In their letter to the editor, Amabile and coworkers analyzed if immune complexes falsified flow cytometric microvesicle enumeration in acute coronary syndrome (ACS).¹  Using Triton lysis, the authors found no significant artifacts resulting from interference with protein aggregates in the blood plasma of ACS patients. With their study they contributed to the correct assessment of microvesicles in ACS.

As the authors suggest, this observation may have resulted from the relatively low concentration of immune complexes in the tested plasma samples.

Similarly to their findings, we found that rheumatoid arthritis (RA) and osteoarthritis (OA) plasma samples showed only minor positivity for immune complexes, making it unlikely that the antigen-antibody complexes affected microvesicle counting in RA or OA blood plasma samples. This was in contrast with synovial fluid samples from the site of inflammation (affected joints), where local production of autoantibodies resulted in very high concentration of immune complexes.
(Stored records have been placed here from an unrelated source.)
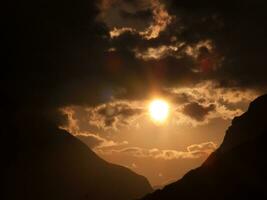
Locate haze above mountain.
[2,112,152,200]
[142,95,267,200]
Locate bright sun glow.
[149,99,169,123]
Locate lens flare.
[149,99,169,123]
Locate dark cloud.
[99,142,217,160]
[5,0,267,130]
[87,102,144,129]
[183,102,215,121]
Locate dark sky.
[1,0,267,187]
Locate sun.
[149,99,169,123]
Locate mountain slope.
[142,95,267,200]
[3,115,152,200]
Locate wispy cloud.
[97,142,217,160]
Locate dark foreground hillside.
[142,95,267,200]
[1,115,152,200]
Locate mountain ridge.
[142,95,267,200]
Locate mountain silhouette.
[142,95,267,200]
[2,112,152,200]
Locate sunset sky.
[51,0,266,186]
[7,0,267,189]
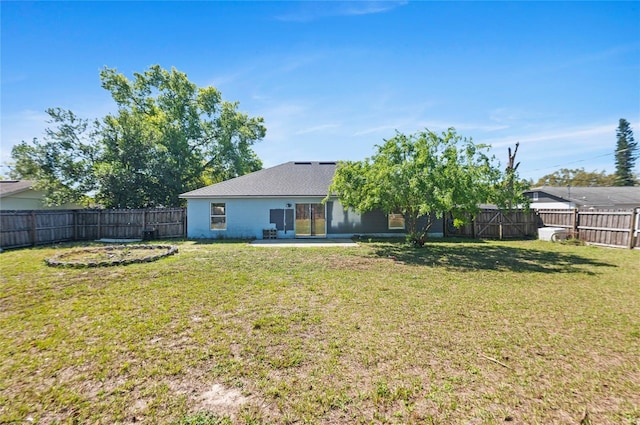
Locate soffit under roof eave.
[179,193,335,199]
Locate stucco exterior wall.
[187,197,443,239]
[187,198,322,239]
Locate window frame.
[387,213,407,230]
[209,202,227,231]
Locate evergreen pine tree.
[615,118,638,186]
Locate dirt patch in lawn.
[45,245,178,267]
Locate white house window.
[389,213,404,230]
[211,202,227,230]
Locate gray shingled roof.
[529,186,640,207]
[0,180,35,196]
[180,162,336,199]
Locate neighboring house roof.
[525,186,640,207]
[180,161,336,199]
[0,180,35,198]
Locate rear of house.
[181,162,443,239]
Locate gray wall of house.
[327,201,444,237]
[187,198,443,239]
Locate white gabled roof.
[180,161,336,199]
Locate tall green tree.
[10,108,100,205]
[12,65,266,208]
[615,118,638,186]
[534,168,616,187]
[98,65,266,207]
[327,128,526,245]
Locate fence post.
[31,211,38,246]
[627,208,638,249]
[98,209,102,239]
[182,208,188,239]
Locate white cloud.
[275,1,408,22]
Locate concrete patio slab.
[251,239,358,248]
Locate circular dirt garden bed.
[45,245,178,267]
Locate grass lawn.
[0,237,640,425]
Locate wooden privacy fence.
[0,208,187,249]
[538,208,640,248]
[445,209,538,239]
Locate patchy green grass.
[0,237,640,425]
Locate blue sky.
[0,1,640,180]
However, we found that certain blood plasma samples from patients with systemic lupus erythematosus showed high amounts of microvesicle-mimicking, Triton-resistant, immunoglobulin positive signals by flow cytometry (M.P., B.G., T. Szabó, L. Turiák, Á. Kittel, A. Polgár, E. Kiss, G. Nagy, K. Vékey, S. Gay, A. Falus, E.I.B., Differential detergent lysis differentiates immune cmplexes and microvesicles [cell-derived microparticles] in the blood plasma of patients with systemic lupus erythematosus, February 2012, manuscript in preparation). Thus, differentiation between protein aggregates and microvesicles might be necessary in blood plasma samples from diseases other than ACS.

Importantly, not only endogenously generated protein aggregates, but also factors during analysis may yield in severely confounding signals, which can only be differentiated from microvesicle-related events by Triton lysis. These include avidin-biotin complexes and primary-secondary antibody complexes formed during indirect immunofluorescent staining.
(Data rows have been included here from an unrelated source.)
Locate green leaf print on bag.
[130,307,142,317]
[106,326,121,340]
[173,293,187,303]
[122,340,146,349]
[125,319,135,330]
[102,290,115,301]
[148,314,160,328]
Strikingly, we found that self-aggregation of antibodies leads to microvesicle-mimicking signals. While using 2 different BD Biosciences antibodies we also found evidence for confounding signals. Agitation resulted in self-aggregation of an anti–CD14-PE antibody, and we have found recently that even without any agitation, anti–CD68-FITC antibody formed fluorescent aggregates the amount of which increased with increasing protein concentration of the sample (B.G., T. Szabó, L. Turiák, M. Wright, P. Herczeg, Z. Lédeczi, Á. Kittel, A. Polgár, K. Tóth, B. Dérfalvi, G. Zelenák, I. Böröcz, B. Carr, G. Nagy, K. Vékey, S. Gay, A. Falus, E.I.B., Improved flow cytometric assessment reveales distinct microvesicle [cell-derived microparticle] signatures in joint diseases, February 2012, manuscript in preparation).

Given the variable protein concentrations among individual biologic samples, which may lead to different rates of protein aggregation, in accordance with Amabile et al,¹  we recommend the use of the simple and inexpensive Triton lysis to prove the vesicular nature of events in all flow cytometric microvesicle assessments.